Rating:

What’s the Uighur word for dull?

Author:  Nick Danziger

Danziger's Travels Cover (196x300)The best adventures are the ones you create on your own.  It’s with this philosophy that London native Nick Danziger likes to approach his travels and in the early 1980s – still drifting a bit in his mid-twenties – he convinced the Winston Churchill Trust to sponsor his dream trip: a solo adventure across the breadth of Asia, following the ancient Silk Road.  With his formidable traveling wits and plenty of luck, he managed to live to tell his tale in Danziger’s Travels.

Despite a bevy of naysayers, Danziger hops a train to Istanbul, and treks through Turkey, Iran, Afghanistan, Pakistan, Xinjiang, Tibet and China, where he finds an ocean freighter to take him back to Great Britain.  If he’s not on foot, camel or horseback, he’s hitching rides on trucks, tractors or donkey carts.  He goes to extraordinary lengths to travel as modestly as possible, striving to experience life in these various locales as authentically as he can.  Despite the fact that he spends most of the journey disguised as a Muslim hobo and possesses little more than a passport and some official looking papers in various languages from the Churchill Trust, he manages to cross numerous hostile borders, defying officialdom at almost every opportunity.  Spending only about $1500 over the 18 months of his trip, he relies on the kindness of strangers, making many new friends along the way.

Debating with Iranian fundamentalists, fighting Russians with the Afghan mujahedeen, climbing the passes of the Himalayas with Uighur peasants, exploring the mysteries of Buddhist holy sites with Tibetan lamas and scheming to navigate the bureaucracy of Red China, Danziger risks life and limb repeatedly on this one-of-a-kind adventure.  If only the book was as good as it sounds.

Despite thousands of rugged miles and numerous brushes with danger, this might be the dullest 400 pages I’ve ever read.  The contrast between the magnificence of the adventure and the flaccidity of the prose could not be more stark.

In Afghanistan:

“Up and down we raced, on one occasion scaling a mountain which I cursed and cursed as the rocks cut my hands and the sweat ran into my eyes and stung them, but which rewarded me when I reached the top with one of the most stupendous views I have ever seen.”

He uses many words, but rarely seems to have much to say.  Much of the book is devoted to boring descriptions of his efforts to cross hostile political borders, extend his visas or obtain approval to go into “forbidden areas”.  If he doesn’t get permission to move forward, days and weeks of tedium ensue as he repeats his efforts.  And repeats them again.

The Khunjerab Pass on the China-Pakistan border.  At 15,000 feet, it's the highest altitude border crossing in the world.

The Khunjerab Pass on the China-Pakistan border.
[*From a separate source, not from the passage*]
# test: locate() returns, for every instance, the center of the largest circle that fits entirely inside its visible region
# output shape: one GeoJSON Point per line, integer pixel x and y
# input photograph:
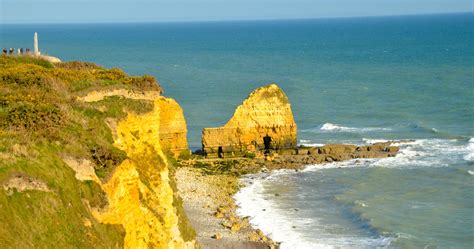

At 15,397 feet, it’s the highest altitude border crossing in the world.

I also found it remarkable how little he had to say about language.  While the author grew up speaking English and French and has traveled extensively in Latin America, he doesn’t really explain how he learned Uighur in just a couple of weeks, not to mention the dozens of other languages he encounters.  As far as I can tell, he didn’t even know there was an Uighur language when he left home.  It’s not until he gets to China that these kinds of obstacles get much mention.

One would think that somewhere in all his wanderings there’s a good book hiding, but Danziger didn’t find it.  While a solo adventure can make for thrilling reading, sometimes writing a book isn’t a wise do-it-yourself project.  For lack of a good literary Sherpa, Danziger’s Travels fails to make it to the summit.